Pre-heat oven to 350.

In large saucier, or in my case the Everyday Pan, melt butter over medium heat (must be an oven-okay pan with a lid). Add onion and pepper with 2 pinches of salt, stir to coat. Reduce heat to low and sweat vegetables until onion is translucent but not browning, 3-5 minutes.  Return heat to medium and add rice to pan. Stir constantly for 3-4 minutes until rice is coated and nutty aroma begins to waft through the kitchen.  Add broth, saffron with water, orange peel, bay leaves and 1 1/2 tsp of salt. Bring to a boil.

Here is where it gets geek: Thoroughly wet a large kitchen towel. Turn off the heat. Sprinkle the peas over the top of the rice.  Lay towel over the pan then place the lid on. Wrap the ends of the towel up over the lid and place the whole thing in the oven.

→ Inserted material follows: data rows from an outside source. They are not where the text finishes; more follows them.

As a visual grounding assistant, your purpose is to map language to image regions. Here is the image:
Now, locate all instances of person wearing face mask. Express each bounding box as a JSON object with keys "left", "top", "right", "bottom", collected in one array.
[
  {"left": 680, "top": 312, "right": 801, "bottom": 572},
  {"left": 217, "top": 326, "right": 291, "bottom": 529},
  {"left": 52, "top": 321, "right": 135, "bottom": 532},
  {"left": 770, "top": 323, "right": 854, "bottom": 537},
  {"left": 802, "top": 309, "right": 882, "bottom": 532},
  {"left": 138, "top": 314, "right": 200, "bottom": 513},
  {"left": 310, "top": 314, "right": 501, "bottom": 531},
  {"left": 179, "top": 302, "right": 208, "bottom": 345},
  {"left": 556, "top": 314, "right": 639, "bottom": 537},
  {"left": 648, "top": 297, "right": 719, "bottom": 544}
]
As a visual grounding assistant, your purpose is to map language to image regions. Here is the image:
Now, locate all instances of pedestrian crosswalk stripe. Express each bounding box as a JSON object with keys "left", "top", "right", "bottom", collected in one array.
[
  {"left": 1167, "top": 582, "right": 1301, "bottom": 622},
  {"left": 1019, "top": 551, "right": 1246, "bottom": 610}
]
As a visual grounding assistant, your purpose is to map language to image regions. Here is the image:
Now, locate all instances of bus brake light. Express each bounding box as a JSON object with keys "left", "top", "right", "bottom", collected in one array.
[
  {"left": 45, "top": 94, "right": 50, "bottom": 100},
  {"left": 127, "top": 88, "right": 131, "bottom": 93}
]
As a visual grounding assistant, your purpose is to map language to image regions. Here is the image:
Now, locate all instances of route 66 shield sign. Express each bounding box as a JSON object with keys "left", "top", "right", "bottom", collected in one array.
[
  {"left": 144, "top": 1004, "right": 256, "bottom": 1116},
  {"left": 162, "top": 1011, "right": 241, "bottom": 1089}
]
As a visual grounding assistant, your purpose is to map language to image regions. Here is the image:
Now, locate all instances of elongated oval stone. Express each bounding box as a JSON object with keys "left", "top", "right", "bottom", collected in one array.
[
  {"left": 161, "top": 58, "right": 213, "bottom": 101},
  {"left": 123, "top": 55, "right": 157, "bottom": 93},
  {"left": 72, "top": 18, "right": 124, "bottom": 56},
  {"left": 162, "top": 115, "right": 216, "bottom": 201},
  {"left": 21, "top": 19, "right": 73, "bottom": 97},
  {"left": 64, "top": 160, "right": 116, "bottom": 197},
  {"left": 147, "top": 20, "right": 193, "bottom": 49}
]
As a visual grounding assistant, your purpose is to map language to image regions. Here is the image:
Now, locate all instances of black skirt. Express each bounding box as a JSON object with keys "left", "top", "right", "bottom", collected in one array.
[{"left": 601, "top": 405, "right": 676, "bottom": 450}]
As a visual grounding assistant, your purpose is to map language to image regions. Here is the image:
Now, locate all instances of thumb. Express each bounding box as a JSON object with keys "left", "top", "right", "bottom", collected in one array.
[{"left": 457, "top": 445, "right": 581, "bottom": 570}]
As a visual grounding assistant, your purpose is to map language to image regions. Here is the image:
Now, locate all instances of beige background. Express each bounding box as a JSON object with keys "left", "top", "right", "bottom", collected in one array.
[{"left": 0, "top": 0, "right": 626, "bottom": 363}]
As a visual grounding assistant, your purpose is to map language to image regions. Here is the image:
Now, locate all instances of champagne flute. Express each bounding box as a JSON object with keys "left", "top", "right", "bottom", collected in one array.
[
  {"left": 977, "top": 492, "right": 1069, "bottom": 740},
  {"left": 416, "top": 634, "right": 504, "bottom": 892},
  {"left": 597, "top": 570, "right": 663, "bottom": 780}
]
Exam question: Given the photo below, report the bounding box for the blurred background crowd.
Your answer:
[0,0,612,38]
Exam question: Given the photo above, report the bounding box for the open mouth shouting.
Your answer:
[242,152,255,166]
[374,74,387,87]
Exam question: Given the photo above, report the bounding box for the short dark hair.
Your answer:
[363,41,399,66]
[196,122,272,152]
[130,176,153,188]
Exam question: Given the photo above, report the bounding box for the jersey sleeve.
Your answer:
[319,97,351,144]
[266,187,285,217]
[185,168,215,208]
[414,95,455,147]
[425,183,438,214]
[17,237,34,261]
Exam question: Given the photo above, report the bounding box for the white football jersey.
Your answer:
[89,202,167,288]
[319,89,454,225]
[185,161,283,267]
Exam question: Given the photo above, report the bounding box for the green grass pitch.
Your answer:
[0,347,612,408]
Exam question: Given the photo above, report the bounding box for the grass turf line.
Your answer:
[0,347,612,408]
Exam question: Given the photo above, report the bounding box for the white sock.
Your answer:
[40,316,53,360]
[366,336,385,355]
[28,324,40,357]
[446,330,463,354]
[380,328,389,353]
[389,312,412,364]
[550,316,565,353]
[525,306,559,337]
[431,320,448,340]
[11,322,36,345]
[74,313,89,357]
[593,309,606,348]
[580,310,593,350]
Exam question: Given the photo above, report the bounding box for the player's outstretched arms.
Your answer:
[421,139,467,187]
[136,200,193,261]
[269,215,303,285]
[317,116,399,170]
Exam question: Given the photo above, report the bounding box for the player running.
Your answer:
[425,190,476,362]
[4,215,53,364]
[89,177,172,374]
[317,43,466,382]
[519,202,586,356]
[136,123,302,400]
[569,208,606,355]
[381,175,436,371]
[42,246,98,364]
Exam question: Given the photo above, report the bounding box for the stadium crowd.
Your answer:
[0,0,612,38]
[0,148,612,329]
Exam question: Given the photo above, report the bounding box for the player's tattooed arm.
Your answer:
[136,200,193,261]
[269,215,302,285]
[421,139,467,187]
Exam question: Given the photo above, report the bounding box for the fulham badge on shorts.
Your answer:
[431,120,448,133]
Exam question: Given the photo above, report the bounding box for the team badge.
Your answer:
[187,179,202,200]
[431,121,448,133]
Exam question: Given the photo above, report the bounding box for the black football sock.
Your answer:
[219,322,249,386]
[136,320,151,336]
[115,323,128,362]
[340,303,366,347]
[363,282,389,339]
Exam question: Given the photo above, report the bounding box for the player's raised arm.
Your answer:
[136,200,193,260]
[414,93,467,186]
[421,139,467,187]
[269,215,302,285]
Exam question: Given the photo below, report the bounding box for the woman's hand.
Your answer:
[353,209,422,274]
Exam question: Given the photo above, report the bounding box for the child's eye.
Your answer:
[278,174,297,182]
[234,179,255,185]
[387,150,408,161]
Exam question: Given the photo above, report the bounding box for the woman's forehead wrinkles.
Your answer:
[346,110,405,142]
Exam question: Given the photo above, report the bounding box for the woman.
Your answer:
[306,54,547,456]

Bake 15 minutes. Remove from oven and keep covered for an additional 15 minutes.

 

PA188346

Remove lid/towel and remove orange peel and 2 bay leaves. Transfer to serving dish, fluff with fork and sprinkle raisins and pistachios over the top. Serve family style in the center of the table.


 

I only transferred about 1/2 to a serving dish since there were just 3 of us (the recipe serves 6, generously). The other reason I didn’t fancy up the whole thing was due to some disappointing results. Mostly in the center of the pan, there were pockets of rice which were not cooked. Really not cooked- still crunchy. I am all for al dente but some of the grains were nearly raw. I believe the error lies in the amount of cooking liquid and was all my fault. I added some wine to the pan before the aromatics and broth. In the end, I shorted the broth slightly and should not have. Every bit of liquid was absorbed in the stated cooking timess so I think, but cannot be sure, that if I’d put a little more broth in, we’d have been fine.

Jon didn’t say anything and Chris didn’t seem to mind: both went back for seconds. I believe I avoided most of the really uncooked bits, in any event.

Other than that issue, the pilaf was great. Nicely flavored without overpowering or even competing with the main dish (grilled pork in a chimichurri marinade in this case). I have noticed a number of disappointed reviews around the ‘net complaining of a lack of flavor. I would call this delicate but it definitely had flavor. While I do like vampire-repelling ultimate garlic dishes, I can also appreciate something a little more subtle too.


Thanks to the dedication (obsession) of a particular fan of Good Eats*, I was able to learn the why of cooking this rice in the oven. The oven, with its highly controllable temperature, is most like a rice cooker; a rice cooker doesn’t work too well for pilafs though as you must first saute your rice and optional flavorings in a pan before adding the liquid.

On the subject of Good Eats, the new episodes are Monday nights at 8pm. Rejoice, I have cable and can watch them!! Except, oh crap, one of the (only) two shows I watch regularly is also on at 8pm Mondays. We may have to upgrade to the DVR package.

*If you go, the episode is called Power to the Pilaf, full transcipt available and even some YouTube.